A further decision we took was to rely solely on freely available software, avoiding commercial solutions. This allowed us to distribute very widely the tools developed. Important was also the granularity of the software. Some had wanted a very highly integrated packaged that we thought would be impossible to test and bring to work. Many more decisions were taken along the project, but these are those that I found shaped the result most.

At launch the ISDC was made of three buildings in Ecogia. In addition to the building in which the embryo of the team moved in 1996, a barn had been renovated to host the operational activities and a new pavillon built to host offices needed for the 36 ISDC staff involved. For the months following launch additional space was rented for the instrument team scientists and engineers who needed proximity to the data. 800'000 lines of code  had ben written and  organised in 340 components, 10 "pipelines", and  1030 data templates. The software was running on 100 SUN computers running under SOLARIS. Four networks, including a secured one for the operations, were set up. Four Tbytes of data storage were installed, enough for two years of operation. The whole complex was documented and under configuration control.

Hiring staff, hosting staff on leave from most of the institutes of the consortium, having a building renovated and another one built, dealing with procedures of the University, the canton of Geneva, the Swiss confederation, population control and work permits, establishing an accounting system and a financial control required a solid administration that had also to be created and invented from scratch. This is an integral part of the ISDC development.

There is considerable stress in the development of a system that is mission critical serving a project on which hundreds of scientists and engineers have worked for years. This stress is amplified by the need to obtain funding regularly for this activity from sources that do not always understand the potential and the difficulties involved. The solidity of the funding is a key part of the success. The relevant Swiss authorities have proven with their support of the ISDC their dedication to support space science activities all the way to the generation of scientific results.

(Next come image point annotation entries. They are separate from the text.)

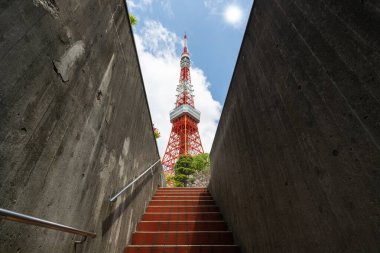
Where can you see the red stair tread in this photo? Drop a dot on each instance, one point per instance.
(182, 249)
(181, 226)
(182, 216)
(182, 198)
(182, 220)
(196, 208)
(181, 202)
(183, 238)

The stress on the  data centre staff induces often that scientists turn their attention exclusively to project development, setting aside their own research, observations with existing instruments, and interpretation of their results. This trend must be met, and a reasonable scientific activity must be kept, if the data analysis developers are to keep pace with the community outside. This again is essential for designing a system that serves users and not developers. The support of a science advisory body   for the ISDC was most helpful in keeping this balance over the years.

Keeping a vibrant scientific enterprise in the midst of the project work is also a condition to ensure that once the satellite is launched the researchers will be able to exploit the data they have learned to process. The ISDC scientists did succeed in this part of their mission as well.  A very significant fraction of the INTEGRAL results have been and are being published by groups  that include one or several of us. This was the original aim of the whole enterprise.

Finally it must be stressed that all the work is made by real people and that the human factors are the dominant ones in the success.

 

The End

 

Despite its success, the University dismantled the ISDC. What is left now is a number of colleagues who gathered a  significant expertise  and can use it in various projects. But lost is the coherent strategy that could have placed the University and Switzerland in the midst of a network that is emerging to deal with the quickly expanding world space data. Lost is also a clear space science strategy for our University. This decision wasted a large fraction of the hard work and talent that had been spent to acquire the credibility necessary to emerge on the world space science data scene.